Par Alessandro Ciolek, publié le 07 octobre 2025
Anne-Laure de La Rivière vous invite à découvrir la véritable richesse des entreprises : l’immatériel. Oubliez les usines, les stocks et les lignes de production. Données, algorithmes, propriété intellectuelle… ce patrimoine numérique, immatériel, concentre aujourd’hui l’essentiel de la valeur économique. Mais sommes-nous encore capables d’en garder la maîtrise ?
Imaginez qu’un matin, votre entreprise perde l’accès à ses emails, ses données, ses outils de travail. Pas à cause d’une cyberattaque, mais d’une décision politique prise à des milliers de kilomètres. Fiction ? Non. C’est exactement ce qui est arrivé au procureur de la Cour pénale internationale en mai 2025, déconnecté par Microsoft sur ordre du gouvernement américain.

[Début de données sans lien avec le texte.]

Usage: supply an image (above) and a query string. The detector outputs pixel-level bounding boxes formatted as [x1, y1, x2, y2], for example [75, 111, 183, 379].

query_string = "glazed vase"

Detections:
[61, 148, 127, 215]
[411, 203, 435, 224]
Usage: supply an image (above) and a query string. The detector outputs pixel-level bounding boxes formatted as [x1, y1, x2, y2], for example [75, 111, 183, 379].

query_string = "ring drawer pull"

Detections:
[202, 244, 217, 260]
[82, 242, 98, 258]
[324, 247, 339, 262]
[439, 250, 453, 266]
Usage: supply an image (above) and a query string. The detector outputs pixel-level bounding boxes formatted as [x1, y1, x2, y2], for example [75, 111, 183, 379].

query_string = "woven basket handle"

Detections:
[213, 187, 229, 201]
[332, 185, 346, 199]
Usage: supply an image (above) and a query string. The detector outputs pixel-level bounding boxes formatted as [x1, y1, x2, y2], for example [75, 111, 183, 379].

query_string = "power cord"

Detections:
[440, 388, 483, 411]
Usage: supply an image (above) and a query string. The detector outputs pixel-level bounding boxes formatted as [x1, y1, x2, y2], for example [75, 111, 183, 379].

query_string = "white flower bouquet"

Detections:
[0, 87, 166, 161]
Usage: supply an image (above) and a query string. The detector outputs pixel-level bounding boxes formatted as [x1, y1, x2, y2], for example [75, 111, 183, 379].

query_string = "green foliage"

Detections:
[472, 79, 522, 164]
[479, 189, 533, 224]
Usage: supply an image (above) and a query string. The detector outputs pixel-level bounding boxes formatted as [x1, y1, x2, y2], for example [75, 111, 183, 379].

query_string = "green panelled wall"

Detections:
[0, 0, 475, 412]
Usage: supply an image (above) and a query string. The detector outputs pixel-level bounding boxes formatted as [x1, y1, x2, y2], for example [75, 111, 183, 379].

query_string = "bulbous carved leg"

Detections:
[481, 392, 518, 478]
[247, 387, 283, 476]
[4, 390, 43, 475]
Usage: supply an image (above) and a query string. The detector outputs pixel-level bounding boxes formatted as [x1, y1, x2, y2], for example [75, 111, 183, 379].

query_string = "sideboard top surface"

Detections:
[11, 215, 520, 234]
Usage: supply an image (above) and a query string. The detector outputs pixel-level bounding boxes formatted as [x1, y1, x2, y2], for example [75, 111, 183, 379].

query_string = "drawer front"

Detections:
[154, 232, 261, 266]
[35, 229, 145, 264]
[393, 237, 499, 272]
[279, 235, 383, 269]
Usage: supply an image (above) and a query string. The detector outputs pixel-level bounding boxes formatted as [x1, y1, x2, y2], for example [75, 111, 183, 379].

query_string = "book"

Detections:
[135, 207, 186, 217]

Dans ce nouvel épisode des Dessous de la Tech, Anne-Laure de La Rivière explore avec ses invités une réalité troublante : alors que le patrimoine immatériel – données, algorithmes, propriété intellectuelle – représente désormais l’essentiel de la valeur des entreprises, nous en avons progressivement perdu le contrôle. Tout circule dans ce bureau numérique que l’on croit familier et maîtrisé. Mais derrière cette apparente maîtrise se cachent des dépendances invisibles, des infrastructures étrangères, des fournisseurs devenus des alliés fragiles.
Pour décrypter ces enjeux vitaux, deux experts aux perspectives complémentaires : David Chassan, directeur de la stratégie chez Outscale (Dassault Systèmes), et Philippe Trouchaud, associé chez PwC. Ensemble, ils questionnent notre capacité à reprendre le contrôle de ce capital invisible mais stratégique, dans un contexte où la géopolitique est plus présente que jamais dans l’agenda des DSI.

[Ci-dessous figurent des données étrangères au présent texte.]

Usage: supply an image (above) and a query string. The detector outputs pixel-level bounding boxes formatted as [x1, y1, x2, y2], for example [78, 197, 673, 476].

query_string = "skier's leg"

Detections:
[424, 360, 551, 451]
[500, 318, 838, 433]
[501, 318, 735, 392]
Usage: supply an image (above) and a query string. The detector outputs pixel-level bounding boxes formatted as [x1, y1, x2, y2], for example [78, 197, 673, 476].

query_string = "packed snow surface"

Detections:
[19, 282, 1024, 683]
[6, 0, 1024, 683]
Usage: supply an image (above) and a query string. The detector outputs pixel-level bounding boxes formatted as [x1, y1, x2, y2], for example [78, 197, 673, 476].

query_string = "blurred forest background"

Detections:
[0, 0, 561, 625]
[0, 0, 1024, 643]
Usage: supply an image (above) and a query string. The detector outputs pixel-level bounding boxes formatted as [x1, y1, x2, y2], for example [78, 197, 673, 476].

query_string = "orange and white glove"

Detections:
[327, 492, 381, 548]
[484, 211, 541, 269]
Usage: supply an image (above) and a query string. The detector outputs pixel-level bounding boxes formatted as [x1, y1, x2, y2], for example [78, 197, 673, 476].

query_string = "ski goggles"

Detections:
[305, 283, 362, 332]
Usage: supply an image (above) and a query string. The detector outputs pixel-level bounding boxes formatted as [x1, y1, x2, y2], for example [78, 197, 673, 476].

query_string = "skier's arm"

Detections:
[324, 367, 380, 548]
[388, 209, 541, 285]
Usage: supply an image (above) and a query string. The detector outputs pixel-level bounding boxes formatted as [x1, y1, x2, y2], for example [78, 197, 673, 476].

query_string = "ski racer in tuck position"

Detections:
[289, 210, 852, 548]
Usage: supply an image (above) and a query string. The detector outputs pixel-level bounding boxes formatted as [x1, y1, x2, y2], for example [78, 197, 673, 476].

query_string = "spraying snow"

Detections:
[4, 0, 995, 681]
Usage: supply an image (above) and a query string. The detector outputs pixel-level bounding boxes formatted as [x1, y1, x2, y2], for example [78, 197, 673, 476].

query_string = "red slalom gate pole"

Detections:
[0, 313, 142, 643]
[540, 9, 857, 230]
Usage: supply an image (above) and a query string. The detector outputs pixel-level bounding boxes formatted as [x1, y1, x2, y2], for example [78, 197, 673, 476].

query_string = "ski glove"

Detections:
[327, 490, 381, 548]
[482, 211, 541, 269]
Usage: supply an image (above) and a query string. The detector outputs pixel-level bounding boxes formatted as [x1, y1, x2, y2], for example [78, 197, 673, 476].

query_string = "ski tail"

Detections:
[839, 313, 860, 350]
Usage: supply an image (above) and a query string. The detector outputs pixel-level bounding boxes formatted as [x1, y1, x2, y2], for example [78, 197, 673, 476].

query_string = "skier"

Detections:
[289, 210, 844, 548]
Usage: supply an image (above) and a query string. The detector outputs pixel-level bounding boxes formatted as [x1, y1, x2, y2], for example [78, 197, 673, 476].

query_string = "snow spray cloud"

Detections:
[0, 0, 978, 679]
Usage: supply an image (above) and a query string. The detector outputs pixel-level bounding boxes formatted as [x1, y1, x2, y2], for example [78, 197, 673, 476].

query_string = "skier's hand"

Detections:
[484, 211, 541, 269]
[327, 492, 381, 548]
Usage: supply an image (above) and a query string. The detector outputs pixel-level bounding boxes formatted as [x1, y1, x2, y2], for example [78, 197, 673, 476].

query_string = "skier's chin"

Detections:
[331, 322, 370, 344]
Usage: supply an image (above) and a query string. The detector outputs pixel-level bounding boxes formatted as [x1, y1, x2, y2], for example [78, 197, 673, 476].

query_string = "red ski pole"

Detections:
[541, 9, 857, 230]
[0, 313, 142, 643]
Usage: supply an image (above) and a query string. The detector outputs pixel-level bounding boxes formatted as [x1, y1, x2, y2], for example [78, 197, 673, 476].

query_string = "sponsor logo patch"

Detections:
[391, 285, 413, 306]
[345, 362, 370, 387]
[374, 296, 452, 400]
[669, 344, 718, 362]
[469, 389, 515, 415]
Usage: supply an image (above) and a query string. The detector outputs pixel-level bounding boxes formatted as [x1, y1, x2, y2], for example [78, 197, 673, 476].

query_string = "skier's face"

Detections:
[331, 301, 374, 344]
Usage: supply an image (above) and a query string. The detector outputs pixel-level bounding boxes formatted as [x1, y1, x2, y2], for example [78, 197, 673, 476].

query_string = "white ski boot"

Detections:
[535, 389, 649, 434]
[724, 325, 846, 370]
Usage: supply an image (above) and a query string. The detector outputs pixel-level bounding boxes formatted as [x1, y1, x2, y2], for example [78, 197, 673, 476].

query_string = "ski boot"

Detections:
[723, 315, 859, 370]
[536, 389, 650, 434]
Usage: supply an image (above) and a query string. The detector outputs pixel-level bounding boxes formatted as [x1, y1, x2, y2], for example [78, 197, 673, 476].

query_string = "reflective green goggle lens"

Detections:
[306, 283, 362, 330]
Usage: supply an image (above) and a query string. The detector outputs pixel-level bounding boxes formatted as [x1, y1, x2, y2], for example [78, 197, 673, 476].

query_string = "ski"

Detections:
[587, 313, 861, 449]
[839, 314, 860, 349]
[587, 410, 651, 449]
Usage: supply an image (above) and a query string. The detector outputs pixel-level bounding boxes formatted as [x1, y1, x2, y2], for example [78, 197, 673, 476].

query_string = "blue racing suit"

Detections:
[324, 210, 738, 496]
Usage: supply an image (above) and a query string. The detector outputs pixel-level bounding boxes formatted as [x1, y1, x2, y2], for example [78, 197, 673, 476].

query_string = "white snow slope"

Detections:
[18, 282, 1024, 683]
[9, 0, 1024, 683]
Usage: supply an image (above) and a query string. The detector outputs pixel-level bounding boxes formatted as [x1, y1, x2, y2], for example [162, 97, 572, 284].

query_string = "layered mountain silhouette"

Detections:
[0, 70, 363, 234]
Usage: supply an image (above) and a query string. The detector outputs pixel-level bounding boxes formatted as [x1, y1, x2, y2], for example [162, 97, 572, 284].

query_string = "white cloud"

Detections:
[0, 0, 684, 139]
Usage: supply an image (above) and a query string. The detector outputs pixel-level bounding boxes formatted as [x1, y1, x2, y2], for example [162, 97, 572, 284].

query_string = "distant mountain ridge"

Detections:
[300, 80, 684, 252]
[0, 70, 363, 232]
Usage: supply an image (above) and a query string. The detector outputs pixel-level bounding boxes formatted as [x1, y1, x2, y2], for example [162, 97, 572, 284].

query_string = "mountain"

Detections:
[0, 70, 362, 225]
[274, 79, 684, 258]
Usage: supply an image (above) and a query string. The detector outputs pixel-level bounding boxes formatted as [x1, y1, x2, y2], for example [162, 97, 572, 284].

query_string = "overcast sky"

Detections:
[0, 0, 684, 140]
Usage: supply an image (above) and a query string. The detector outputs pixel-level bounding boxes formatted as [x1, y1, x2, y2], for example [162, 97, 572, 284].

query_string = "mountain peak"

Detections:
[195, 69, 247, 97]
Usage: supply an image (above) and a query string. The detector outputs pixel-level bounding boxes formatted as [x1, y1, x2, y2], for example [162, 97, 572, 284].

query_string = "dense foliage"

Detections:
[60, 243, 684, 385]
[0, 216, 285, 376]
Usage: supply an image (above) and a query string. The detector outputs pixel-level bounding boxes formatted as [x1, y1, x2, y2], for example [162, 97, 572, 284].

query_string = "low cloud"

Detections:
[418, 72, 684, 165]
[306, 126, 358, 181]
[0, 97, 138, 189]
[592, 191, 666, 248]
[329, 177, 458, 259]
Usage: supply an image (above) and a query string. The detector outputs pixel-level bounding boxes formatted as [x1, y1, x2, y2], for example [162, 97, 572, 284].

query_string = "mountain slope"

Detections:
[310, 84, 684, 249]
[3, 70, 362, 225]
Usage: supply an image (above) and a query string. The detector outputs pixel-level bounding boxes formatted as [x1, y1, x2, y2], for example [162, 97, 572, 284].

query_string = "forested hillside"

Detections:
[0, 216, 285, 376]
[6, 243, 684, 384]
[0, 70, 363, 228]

De l’usine à la donnée : un changement de paradigme
L’exemple est frappant : Stellantis produit des millions de véhicules chaque année pour une valorisation de 25 milliards de dollars, quand Tesla, avec une production bien moindre, approche les 1 000 milliards. La différence ? La donnée, les algorithmes, la capacité à innover et à anticiper.
« Nous sommes passés de l’économie du produit à l’économie de l’expérience », souligne David Chassan. Le système d’information devient le cœur de la valeur d’une entreprise.
Les dirigeants face à l’urgence technologique
Si les entreprises françaises tardent encore à percevoir le SI comme un actif stratégique, les mentalités évoluent. « 82 % des dirigeants considèrent aujourd’hui que la technologie est leur priorité d’investissement », explique Philippe Trouchaud. Faute de transformation, beaucoup estiment leur entreprise condamnée à moyen terme.
Le dilemme du cloud : agilité ou perte de souveraineté ?
Externaliser une partie de son système d’information dans le cloud offre une agilité incomparable. Mais au prix de nouvelles dépendances. « La souveraineté, c’est savoir choisir ses dépendances », précise David Chassan. Certains usages critiques exigent un cloud souverain, quand d’autres peuvent se contenter de solutions globales.
Les exemples récents rappellent pourtant la fragilité de ces choix : suspension de la plateforme Parler par AWS en 2021, retrait de la licence Android de Huawei par Google en 2019, ou plus récemment, désactivation du compte du procureur de la CPI par Microsoft en 2025. À chaque fois, une décision politique ou commerciale a suffi à priver une organisation de ses outils vitaux. Sans oublier que le directeur juridique de Microsoft France a avoué, il y a quelques mois, devant sénateurs et députés ne pas pouvoir garantir la protection des données hébergées en France face aux lois extraterritoriales américaines.
Vers une souveraineté européenne ?
Faut-il craindre pour autant ? « La peur est mauvaise conseillère », relativise Philippe Trouchaud. Mais l’Europe reste en retard faute de vision stratégique et de patriotisme économique. Pourtant, des alternatives existent en solutions souveraines en cybersécurité et intelligence artificielle.
La souveraineté comme condition de résilience
L’essentiel de nos entreprises ne nous appartient pas toujours. Hier, la confiance dans nos partenaires suffisait. Aujourd’hui, face aux tensions géopolitiques et aux risques économiques, la souveraineté numérique n’est plus un luxe : elle devient la condition de notre résilience.
Reprendre le contrôle de ce capital immatériel, pièce par pièce, est désormais vital. Car ce qui semblait lointain hier peut frapper dès aujourd’hui.